What to Expect from the US PCE and USD Implications!
Today we have the highlight of the week, which is the US core PCE inflation. PCE year-on-year (Y/Y) is forecasted to be 2.6%, slightly higher than the previous year’s 2.5%, with the month-on-month (M/M) measure expected to remain steady at 0.3%. The Core PCE Y/Y, the Fed’s preferred measure of inflation, is predicted to be 2.7%, down from the previous 2.8%, while the M/M number is expected to be 0.27%.
Will Core PCE Inflation Surprise to the Upside or the Downside
Fed Chair Powell mentioned that their estimates suggest little change in Core PCE for March. However, Fed’s Williams, previously neutral, hinted at rate hikes if inflation momentum stalled, while Fed’s Goolsbee, considered a dove, shifted to a more neutral stance.
The market is already aware of the expected PCE figures, as forecasters can make accurate estimates once the CPI and PPI data are available.
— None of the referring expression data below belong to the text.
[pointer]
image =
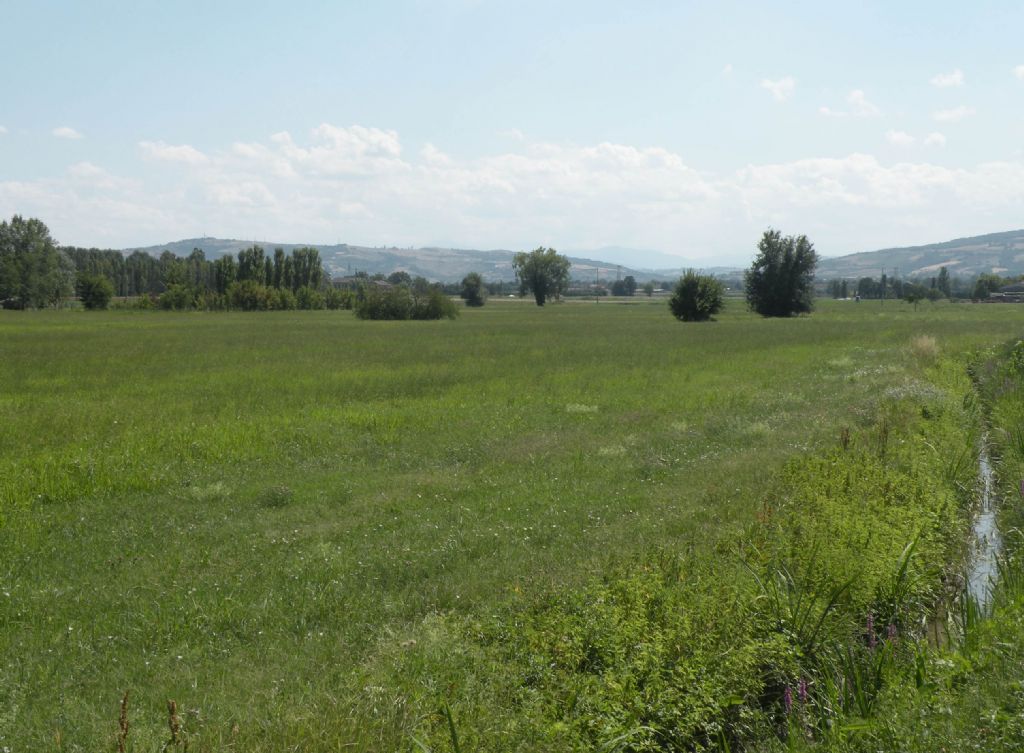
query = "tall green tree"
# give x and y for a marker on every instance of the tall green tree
(34, 273)
(543, 272)
(696, 297)
(780, 282)
(94, 291)
(474, 292)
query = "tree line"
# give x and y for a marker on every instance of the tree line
(937, 287)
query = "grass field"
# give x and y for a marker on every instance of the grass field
(254, 513)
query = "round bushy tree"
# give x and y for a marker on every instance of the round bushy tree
(780, 282)
(474, 292)
(696, 297)
(543, 272)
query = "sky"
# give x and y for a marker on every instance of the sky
(686, 128)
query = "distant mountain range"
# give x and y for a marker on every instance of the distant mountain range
(997, 252)
(445, 264)
(1001, 253)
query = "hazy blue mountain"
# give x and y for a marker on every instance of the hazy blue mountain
(1001, 253)
(996, 252)
(446, 264)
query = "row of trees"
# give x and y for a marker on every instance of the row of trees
(942, 285)
(35, 273)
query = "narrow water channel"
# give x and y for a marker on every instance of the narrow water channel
(986, 541)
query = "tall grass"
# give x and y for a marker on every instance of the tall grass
(305, 528)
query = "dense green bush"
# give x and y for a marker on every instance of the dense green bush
(398, 302)
(473, 291)
(308, 298)
(95, 291)
(696, 297)
(335, 299)
(177, 298)
(249, 296)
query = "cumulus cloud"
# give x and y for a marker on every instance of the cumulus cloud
(66, 132)
(170, 153)
(945, 80)
(900, 138)
(857, 106)
(781, 89)
(358, 184)
(953, 115)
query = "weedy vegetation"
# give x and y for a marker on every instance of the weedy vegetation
(572, 528)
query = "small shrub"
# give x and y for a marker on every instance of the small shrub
(282, 299)
(335, 299)
(434, 305)
(95, 291)
(249, 296)
(925, 348)
(309, 299)
(177, 298)
(399, 303)
(696, 297)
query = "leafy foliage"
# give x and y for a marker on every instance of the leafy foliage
(543, 272)
(780, 281)
(34, 274)
(474, 292)
(401, 302)
(696, 297)
(95, 291)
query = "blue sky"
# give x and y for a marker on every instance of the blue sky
(682, 127)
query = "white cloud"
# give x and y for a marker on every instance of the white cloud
(945, 80)
(357, 184)
(781, 89)
(900, 138)
(953, 115)
(859, 107)
(170, 153)
(66, 132)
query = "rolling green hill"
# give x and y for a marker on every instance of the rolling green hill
(1001, 253)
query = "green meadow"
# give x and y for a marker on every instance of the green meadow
(318, 534)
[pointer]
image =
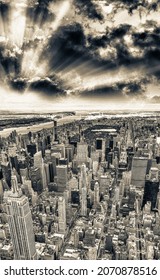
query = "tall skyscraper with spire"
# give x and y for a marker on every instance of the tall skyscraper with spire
(20, 223)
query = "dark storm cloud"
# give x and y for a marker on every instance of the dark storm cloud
(155, 99)
(66, 46)
(19, 84)
(137, 4)
(47, 87)
(89, 8)
(39, 12)
(70, 45)
(130, 88)
(111, 34)
(4, 12)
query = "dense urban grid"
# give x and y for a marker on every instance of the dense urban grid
(88, 189)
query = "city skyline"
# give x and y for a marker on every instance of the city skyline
(83, 189)
(60, 54)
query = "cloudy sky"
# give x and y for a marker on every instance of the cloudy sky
(58, 54)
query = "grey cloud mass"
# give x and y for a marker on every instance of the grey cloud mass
(84, 41)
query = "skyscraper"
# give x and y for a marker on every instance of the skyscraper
(38, 162)
(61, 177)
(62, 215)
(138, 173)
(20, 223)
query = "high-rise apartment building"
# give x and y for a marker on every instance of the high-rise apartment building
(20, 223)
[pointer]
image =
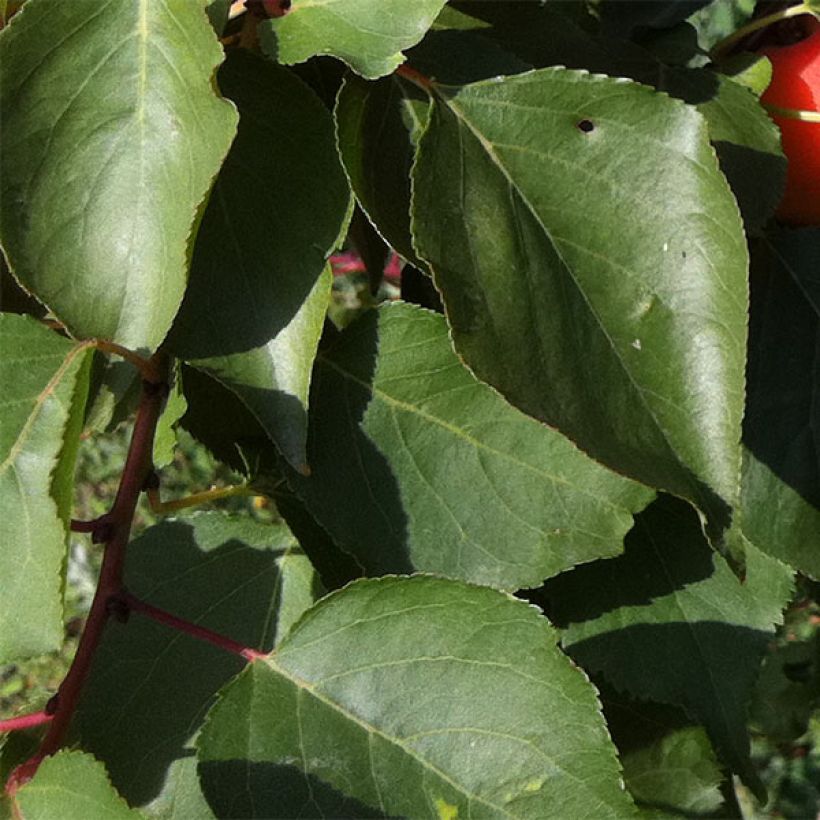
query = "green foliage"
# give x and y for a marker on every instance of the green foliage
(121, 128)
(537, 541)
(43, 380)
(337, 674)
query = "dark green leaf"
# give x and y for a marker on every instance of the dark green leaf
(377, 124)
(677, 773)
(43, 384)
(560, 213)
(417, 465)
(113, 394)
(788, 691)
(368, 35)
(746, 140)
(114, 134)
(78, 785)
(669, 621)
(254, 308)
(165, 438)
(151, 686)
(781, 461)
(420, 697)
(273, 381)
(720, 18)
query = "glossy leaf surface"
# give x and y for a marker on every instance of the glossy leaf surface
(117, 121)
(377, 124)
(43, 379)
(78, 784)
(243, 579)
(589, 214)
(677, 773)
(368, 35)
(275, 214)
(781, 460)
(414, 696)
(439, 473)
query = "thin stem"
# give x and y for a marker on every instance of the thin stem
(793, 113)
(147, 367)
(84, 526)
(415, 77)
(114, 533)
(134, 604)
(755, 25)
(25, 721)
(195, 499)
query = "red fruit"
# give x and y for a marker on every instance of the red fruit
(796, 85)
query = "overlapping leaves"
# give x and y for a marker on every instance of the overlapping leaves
(368, 35)
(43, 382)
(113, 136)
(439, 473)
(589, 215)
(670, 622)
(275, 214)
(413, 696)
(151, 686)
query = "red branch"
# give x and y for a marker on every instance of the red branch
(415, 77)
(113, 529)
(200, 632)
(25, 721)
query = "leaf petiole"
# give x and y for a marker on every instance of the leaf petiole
(195, 499)
(755, 25)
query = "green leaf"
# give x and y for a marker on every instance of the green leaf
(716, 21)
(439, 474)
(77, 784)
(117, 134)
(113, 394)
(788, 690)
(377, 124)
(43, 384)
(420, 697)
(781, 477)
(677, 773)
(151, 686)
(368, 35)
(256, 302)
(274, 380)
(669, 621)
(165, 438)
(746, 140)
(529, 223)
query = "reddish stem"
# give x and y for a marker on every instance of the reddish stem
(200, 632)
(84, 526)
(25, 721)
(414, 76)
(114, 530)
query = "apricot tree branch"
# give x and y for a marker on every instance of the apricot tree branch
(25, 721)
(133, 604)
(113, 529)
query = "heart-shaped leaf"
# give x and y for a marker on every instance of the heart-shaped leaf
(114, 136)
(414, 696)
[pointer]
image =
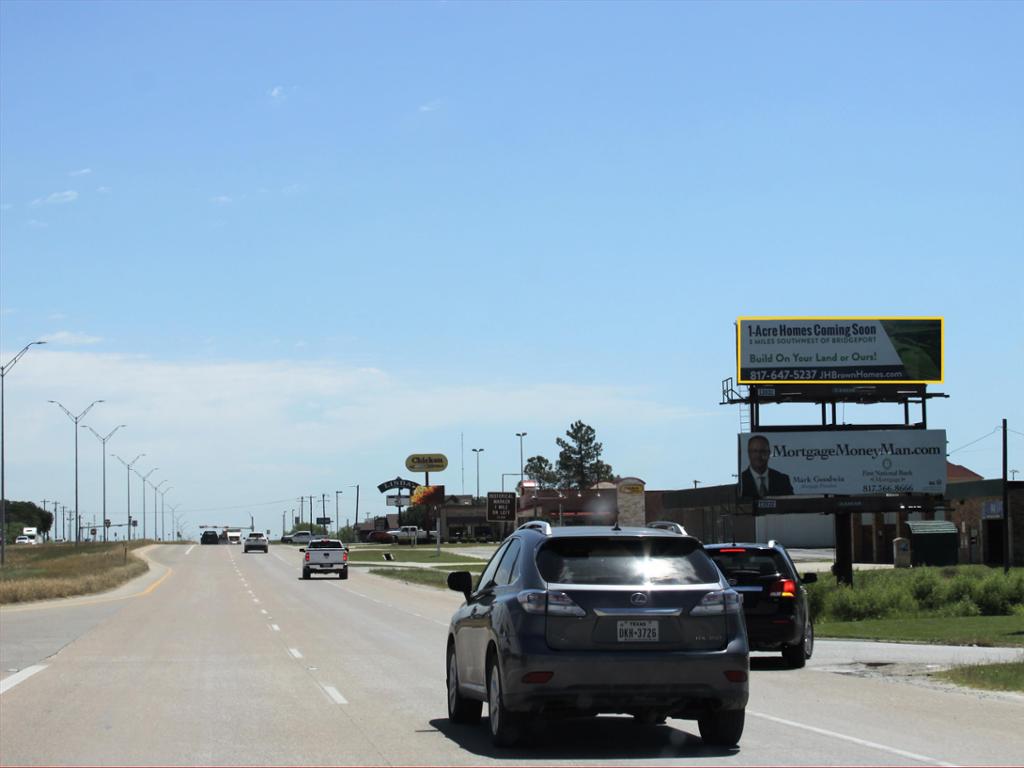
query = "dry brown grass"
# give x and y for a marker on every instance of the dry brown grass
(49, 571)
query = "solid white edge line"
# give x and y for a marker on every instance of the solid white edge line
(335, 694)
(11, 680)
(854, 739)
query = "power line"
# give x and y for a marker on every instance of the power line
(987, 434)
(241, 506)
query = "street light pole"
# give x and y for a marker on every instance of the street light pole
(102, 441)
(3, 487)
(158, 530)
(128, 466)
(520, 435)
(144, 478)
(163, 511)
(75, 421)
(477, 452)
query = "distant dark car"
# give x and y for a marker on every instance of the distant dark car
(774, 597)
(581, 621)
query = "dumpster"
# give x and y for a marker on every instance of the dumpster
(933, 543)
(901, 553)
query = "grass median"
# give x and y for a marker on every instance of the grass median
(427, 577)
(1009, 676)
(52, 570)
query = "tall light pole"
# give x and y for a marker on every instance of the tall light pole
(163, 509)
(75, 421)
(356, 486)
(3, 488)
(144, 478)
(128, 466)
(102, 441)
(520, 435)
(477, 452)
(156, 510)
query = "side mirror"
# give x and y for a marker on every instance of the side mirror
(461, 581)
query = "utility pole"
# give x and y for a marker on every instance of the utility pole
(3, 450)
(1007, 552)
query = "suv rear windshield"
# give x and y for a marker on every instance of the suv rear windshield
(330, 544)
(739, 561)
(632, 561)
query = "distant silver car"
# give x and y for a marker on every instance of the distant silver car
(256, 540)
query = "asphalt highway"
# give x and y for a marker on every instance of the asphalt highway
(218, 657)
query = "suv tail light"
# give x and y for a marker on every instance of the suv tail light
(783, 588)
(718, 603)
(552, 603)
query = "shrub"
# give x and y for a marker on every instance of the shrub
(965, 607)
(994, 596)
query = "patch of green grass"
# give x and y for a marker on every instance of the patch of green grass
(960, 591)
(50, 570)
(407, 554)
(1009, 676)
(986, 631)
(427, 577)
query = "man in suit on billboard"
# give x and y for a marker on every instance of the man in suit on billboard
(758, 480)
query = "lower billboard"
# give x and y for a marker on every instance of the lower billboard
(905, 461)
(430, 495)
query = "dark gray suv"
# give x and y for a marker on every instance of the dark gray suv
(582, 621)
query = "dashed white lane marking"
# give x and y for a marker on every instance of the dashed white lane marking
(854, 739)
(333, 692)
(9, 682)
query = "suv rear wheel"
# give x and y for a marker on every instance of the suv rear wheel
(504, 724)
(461, 710)
(797, 655)
(722, 728)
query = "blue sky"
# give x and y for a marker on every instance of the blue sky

Given the recent change in the Fed’s posture, any additional positive inflation data may lead to the market pricing in a modest likelihood of a rate hike, altering the market’s reaction function moving forward.
Fedwatcher Timiraos Outlook
After the publication of the CPI and PPI inflation figures for last month, WSJ’s Fedwatcher Nick Timiraos suggested that the March core PCE index likely increased by 0.27% on a monthly basis (M/M). He indicated that the annual rate would tick lower to 2.7% year-on-year (Y/Y) from 2.8% previously, with the six-month annualized rate, a key gauge watched by the Fed, falling to 2.8% from 2.9% in February.
Traders are closely monitoring any changes in these readings, particularly after recent reminders from Fed officials that they retain the option to raise interest rates if inflation trends reverse. Fed’s Williams mentioned that rate hikes were not his baseline prediction, but the Fed would act if data suggested it. Fed’s Bowman, also a voter, noted that inflation progress had stalled, and while unlikely, the Fed might need to raise interest rates to control inflation.
Other officials have reiterated that rate cuts would depend on incoming data, with inflation readings surprising to the upside in the first quarter. Money markets are now pricing in approximately 40 basis points (bps) of rate cuts this year, down from around 80 bps a month ago, reflecting the hawkish tone of Fed officials. Conversely, any downside surprise in the March PCE data could lead to expectations of more rate cuts.